Почему нет? - страница 28
Смотрю на малышку, притихшую из-за резкого тона отца, а после возвращаю внимание мужчине.
– Детям пирсинг делаем только с десяти лет с разрешения обоих родителей и при желании самого ребенка.
– Что за бред?
– Правила.
– Идиотские правила. Я ее родитель, и я здесь.
– Девочке явно меньше десяти. Извините, но мы не сможем предоставить вам эту услугу.
– Вы серьезно?
– Более чем.
– Дурдом! – закатывает глаза мужчина и уходит, взбешенно толкнув дверь.
Забираюсь обратно на стул и краем уха слышу приближающиеся шаги. Ярослав опускает локти на стойку, и я приподнимаю подбородок. Лучи вечернего солнца, пробивающиеся сквозь стекла, играют бликами и тенями на мужественном лице, а в зеленых глазах так и читается – я знаю немало, но хочу знать еще больше.
– Впервые слышу о таком правиле, – говорит он.
– Я сама его придумала.
– Да? Почему?
– Потому что это насилие. Родители чаще всего запрещают детям эксперименты с внешностью, когда им действительно этого хочется, но отчего-то считают нормальным принимать такие решения без ведома ребенка. Я же считаю, что это неправильно.
Ярослав приподнимает уголок губ и кивает, явно показывая одобрение. Приятно встретить единомышленника. Не то чтобы я сильно нуждалась, и все же мне это льстит. Вопрос довольно спорный, и он частенько приводил к бурным конфликтам, но ни один из них не пошатнул моей уверенности в правоте.
– А у тебя… – взгляд Ярослава скользит по моему лицу и шее, – есть пирсинг?
– А у тебя? – задаю вопрос наперерез.
Меня не покидает ощущение, что Ярослав ко мне подкатывает. И стоило бы вроде обрадоваться, ведь он неоспоримо обаятельный парень, но, думаю, бо́льшую роль играет мое состояние и потребность во внимании, которое я подсознательно ищу. Нельзя втягивать его в подобные игры. Нельзя злоупотреблять своим положением. Не хватало еще превратиться в начальницу, которая домогается подчиненных, и загреметь в суд за повреждение юных и нежных сердец.
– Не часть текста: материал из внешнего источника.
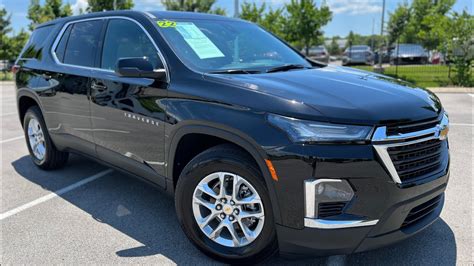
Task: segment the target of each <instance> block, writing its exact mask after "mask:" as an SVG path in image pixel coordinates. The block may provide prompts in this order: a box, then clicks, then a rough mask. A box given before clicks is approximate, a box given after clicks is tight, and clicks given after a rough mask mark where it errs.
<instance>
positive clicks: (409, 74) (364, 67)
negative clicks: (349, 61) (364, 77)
mask: <svg viewBox="0 0 474 266" xmlns="http://www.w3.org/2000/svg"><path fill="white" fill-rule="evenodd" d="M355 68H358V69H363V70H367V71H373V67H372V66H355ZM449 71H450V70H449V67H448V66H441V65H412V66H410V65H408V66H398V72H397V67H396V66H389V67H386V68H385V70H384V74H385V75H388V76H392V77H396V78H400V79H403V80H406V81H409V82H412V83H414V84H416V85H417V86H420V87H445V86H449V85H452V84H453V82H452V80H451V79H450V78H449ZM454 75H455V69H454V67H451V76H454Z"/></svg>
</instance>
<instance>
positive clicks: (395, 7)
mask: <svg viewBox="0 0 474 266" xmlns="http://www.w3.org/2000/svg"><path fill="white" fill-rule="evenodd" d="M110 1H112V0H110ZM244 1H247V2H256V3H257V4H258V5H260V4H262V3H263V2H266V3H267V6H271V7H272V8H279V7H282V6H284V4H285V3H287V2H289V1H290V0H239V2H240V3H242V2H244ZM323 1H324V0H316V3H317V4H318V5H320V4H321V2H323ZM325 1H326V3H327V4H328V5H329V6H330V8H331V10H332V12H333V18H332V20H331V22H329V23H328V24H327V25H326V26H325V27H324V28H323V31H324V35H325V36H326V37H332V36H335V35H338V36H347V34H348V33H349V31H351V30H352V31H353V32H355V33H358V34H362V35H370V34H372V32H374V33H376V34H380V25H381V16H382V2H383V0H325ZM405 1H408V2H411V0H386V15H385V20H387V19H388V13H390V12H392V11H393V10H395V8H396V7H397V5H398V4H399V3H403V2H405ZM29 2H30V1H29V0H0V8H3V7H4V8H6V9H7V11H8V12H9V13H11V15H12V18H11V22H12V27H13V30H14V32H18V31H19V30H20V29H21V28H25V29H27V26H28V24H29V20H28V19H27V18H26V15H27V11H28V5H29ZM43 2H44V0H41V3H43ZM63 2H64V3H70V4H71V6H72V8H73V11H74V12H75V13H77V12H78V11H79V9H80V8H82V9H85V7H87V0H63ZM134 3H135V7H134V9H135V10H141V11H149V10H164V8H163V6H162V4H161V0H134ZM215 6H216V7H221V8H224V9H225V10H226V11H227V15H228V16H232V15H233V14H234V1H233V0H217V1H216V4H215ZM464 9H466V10H467V11H468V12H469V13H470V14H473V9H474V0H456V3H455V5H454V7H453V10H454V11H458V12H459V11H462V10H464Z"/></svg>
– Был, – неторопливо отвечает Ярослав. – В носу.
– Кольцо?
– Да.
Представляю небольшую сережку в перегородке аккуратного носа и невольно отмечаю, что так Ярослав выглядел бы еще эффектнее. Я видела много парней, забитых татуировками и проколотых везде, где только можно и даже нельзя, и далеко не всем по-настоящему шли подобные образы, но ему… ему это и правда к лицу. Особенно в сочетании с полуделовым стилем в одежде. Классическая рубашка с закатанными рукавами, пара верхних пуговиц расстегнута, открывая узоры на коже… Понимаю, что мысли вновь тянут меня не туда, и тихонько прочищаю горло, прежде чем задать следующий вопрос:
– Почему снял его?
– Просто надоело.
– Как же тогда свои татуировки терпишь?
– Без них я себя уже и не помню.
Без них я и представить его не могу, хотя… я ведь еще не все видела. Боже, да как это остановить? Теперь я мысленно его раздеваю? Серьезно?
– Никогда не жалел, что… – я изо всех сил пытаюсь вернуть себе непринужденный вид, чтобы продолжить разговор, – набил столько?
– Нет. Я вообще не фанат сожалений.
– Это как?
– Что сделано, то сделано, – беспечно бросает он.
– И тебе ни разу не хотелось изменить какое-то из своих решений? – недоверчиво ухмыляюсь. Ох уж этот забавный юношеский максимализм.
– А тебе хотелось? – Голос Ярослава звучит глубже, даже интимнее.
– Ты не ответил.
– Ты тоже. – Он продолжает смотреть на меня не моргая. – Про пирсинг.
Ход времени замедляется, стирая границу между воображением и реальностью. Вот сейчас Ярослав уже не кажется мне мальчишкой. В нем чувствуется сила, уверенность, да и глупым его не назовешь. Ритм моего сердца учащается, и я истерично гоню прочь похабные мыслишки. Кажется, я сегодня явно встала не с той ноги. Мы знакомы несколько часов, он стажер и, вероятнее всего, просто выделывается, как и все двадцатилетние пупсы, возомнившие себя мужиками после того, как увидели больше трех волос на груди. Я не могу на такое вестись. Не должна.